Recommendation by Use Case:

Use Ephemeral if:

  • Task runs once/day or less
  • Each invocation is independent
  • Example: Scheduled data export, nightly report generation
  • Pricing model: Pay-per-execution

Use Long-Running + Compaction if:

  • Service is always available (24/7)
  • High request volume throughout day
  • State persists across requests (user context, preferences)
  • Example: Customer support agent, personal assistant
  • Pricing model: Subscription ($199/month)

Use Session Forking if:

  • You need to explore multiple solutions
  • Cost of human review justifies complexity
  • Testing architectural decisions
  • Example: Code architecture exploration, feature design
  • Pricing model: Enterprise hourly billing

Real Example - Customer Support Agent:

# Use long-running + compaction
options = ClaudeAgentOptions(
enable_context_compaction=True,
max_context_before_compaction=50000,
persistence_backend="redis" # Persist state across requests
)

# Agent handles 100+ customer requests per day
# Context compaction prevents token overflow
# State retained for multi-turn conversations

Cost Analysis:

If handling 100 requests/day:

  • Ephemeral: 100 cold starts = overhead
  • Long-running: Single warm connection = efficient
  • Forking: Only for exploration (add 20% overhead for research phase)

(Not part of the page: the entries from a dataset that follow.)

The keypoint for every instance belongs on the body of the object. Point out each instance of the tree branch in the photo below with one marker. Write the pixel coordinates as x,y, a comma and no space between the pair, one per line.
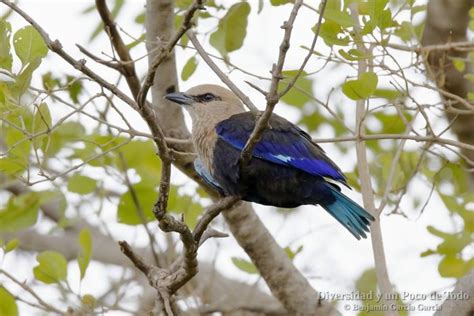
383,279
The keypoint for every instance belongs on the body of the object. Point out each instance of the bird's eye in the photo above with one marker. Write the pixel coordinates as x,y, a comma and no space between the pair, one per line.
208,97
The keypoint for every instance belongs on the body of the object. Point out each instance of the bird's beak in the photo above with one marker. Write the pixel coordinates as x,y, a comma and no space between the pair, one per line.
180,98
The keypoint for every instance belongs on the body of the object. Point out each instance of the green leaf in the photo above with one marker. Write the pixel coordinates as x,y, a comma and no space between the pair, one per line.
52,267
279,2
189,68
6,59
361,88
459,64
245,265
352,54
89,301
85,242
23,80
8,305
67,132
405,31
41,123
136,205
454,267
12,245
147,164
20,212
232,29
81,184
330,33
342,18
29,45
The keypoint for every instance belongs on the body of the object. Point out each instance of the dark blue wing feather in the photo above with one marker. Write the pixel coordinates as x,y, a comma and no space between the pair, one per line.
282,143
206,176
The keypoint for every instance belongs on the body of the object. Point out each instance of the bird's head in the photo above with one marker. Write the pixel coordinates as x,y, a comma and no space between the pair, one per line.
208,101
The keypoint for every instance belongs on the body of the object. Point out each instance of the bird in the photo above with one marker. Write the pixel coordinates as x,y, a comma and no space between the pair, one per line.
287,168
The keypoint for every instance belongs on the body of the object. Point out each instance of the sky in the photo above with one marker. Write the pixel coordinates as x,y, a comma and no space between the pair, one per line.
331,258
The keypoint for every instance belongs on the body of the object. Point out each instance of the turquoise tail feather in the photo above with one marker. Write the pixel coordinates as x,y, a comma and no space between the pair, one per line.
353,217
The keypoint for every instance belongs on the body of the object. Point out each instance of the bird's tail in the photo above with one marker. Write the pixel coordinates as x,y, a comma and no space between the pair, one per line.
353,217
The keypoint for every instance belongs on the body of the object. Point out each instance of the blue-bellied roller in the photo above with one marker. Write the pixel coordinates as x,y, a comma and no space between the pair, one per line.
287,168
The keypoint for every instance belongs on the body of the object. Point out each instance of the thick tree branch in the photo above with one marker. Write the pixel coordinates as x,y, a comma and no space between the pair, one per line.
383,279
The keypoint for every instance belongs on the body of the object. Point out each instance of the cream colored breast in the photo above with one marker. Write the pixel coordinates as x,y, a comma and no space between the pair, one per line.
204,139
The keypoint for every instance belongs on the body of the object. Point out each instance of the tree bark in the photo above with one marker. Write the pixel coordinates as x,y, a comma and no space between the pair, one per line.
447,22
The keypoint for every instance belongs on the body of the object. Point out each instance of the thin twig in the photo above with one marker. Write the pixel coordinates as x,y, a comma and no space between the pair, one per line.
165,51
232,86
310,51
272,95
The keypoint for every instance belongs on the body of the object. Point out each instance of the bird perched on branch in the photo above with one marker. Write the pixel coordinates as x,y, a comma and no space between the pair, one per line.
287,168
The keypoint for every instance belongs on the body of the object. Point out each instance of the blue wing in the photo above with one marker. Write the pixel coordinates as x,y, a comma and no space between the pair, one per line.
281,143
206,176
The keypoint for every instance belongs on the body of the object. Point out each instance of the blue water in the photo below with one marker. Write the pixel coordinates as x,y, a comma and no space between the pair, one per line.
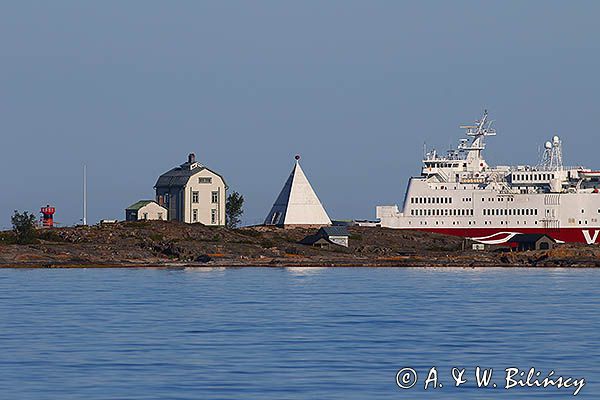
245,333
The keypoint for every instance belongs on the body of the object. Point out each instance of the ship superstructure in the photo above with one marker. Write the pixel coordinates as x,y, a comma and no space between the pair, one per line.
460,194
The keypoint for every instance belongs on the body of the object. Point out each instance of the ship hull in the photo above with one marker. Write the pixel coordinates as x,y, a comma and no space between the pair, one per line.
503,235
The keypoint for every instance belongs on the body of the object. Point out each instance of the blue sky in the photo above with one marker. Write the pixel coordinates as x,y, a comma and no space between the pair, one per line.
355,87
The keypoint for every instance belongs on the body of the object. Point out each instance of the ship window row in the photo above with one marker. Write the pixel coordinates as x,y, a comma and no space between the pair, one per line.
510,212
442,212
533,177
442,222
491,199
431,200
445,165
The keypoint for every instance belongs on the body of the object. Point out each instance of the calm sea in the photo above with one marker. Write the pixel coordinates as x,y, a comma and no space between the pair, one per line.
292,333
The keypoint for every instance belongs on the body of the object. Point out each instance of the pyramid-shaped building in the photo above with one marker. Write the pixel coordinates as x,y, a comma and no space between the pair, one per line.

Conclusion: Choose based on access pattern:

  • Sparse (few times/day) → Ephemeral
  • Dense (constant requests) → Long-running
  • Exploratory (testing) → Forking during development, then switch to production pattern

Chapter Reference: Lessons 7, 14 - Session Management, Production Patterns


What's Next

If you scored 18-20: Congratulations! You have mastery-level understanding of Claude Agent SDK. You're ready to:

  • Design and implement production Digital FTEs
  • Make sophisticated architecture decisions
  • Mentor others on SDK patterns

Consider exploring advanced topics:

  • Multi-model orchestration (routing tasks to different models)
  • Custom MCP server integration
  • Advanced permission policies for team workflows

If you scored 15-17: Solid proficiency. You can build and deploy agents, but deepen your understanding of 1-2 features. Consider:

  • Picking one SDK feature you scored lower on
  • Building a small project using that feature
  • Reviewing the corresponding lesson again with fresh eyes

If you scored 12-14: Good foundation, but more practice needed. Build a simple agent that uses 3-4 SDK features:

  • Start with Read, Edit, Bash tools
  • Add one permission mode (canUseTool)
  • Add one lifecycle hook
  • Complete a working project before moving to complex patterns

If you scored below 12: Return to foundational lessons and build incrementally. The SDK has eight features; try mastering one at a time:

  1. Start with basic query() and built-in tools
  2. Add canUseTool() for permission control
  3. Add Agent Skills for reusable knowledge
  4. Add lifecycle hooks for observability
  5. Add file checkpointing for recovery
  6. Continue with remaining features

You have solid conceptual understanding. Hands-on practice will solidify the knowledge.


Ready to build? Create a small Digital FTE that serves a specific domain. Use this quiz as a reference for which features to include. Start simple, then add complexity as you build confidence.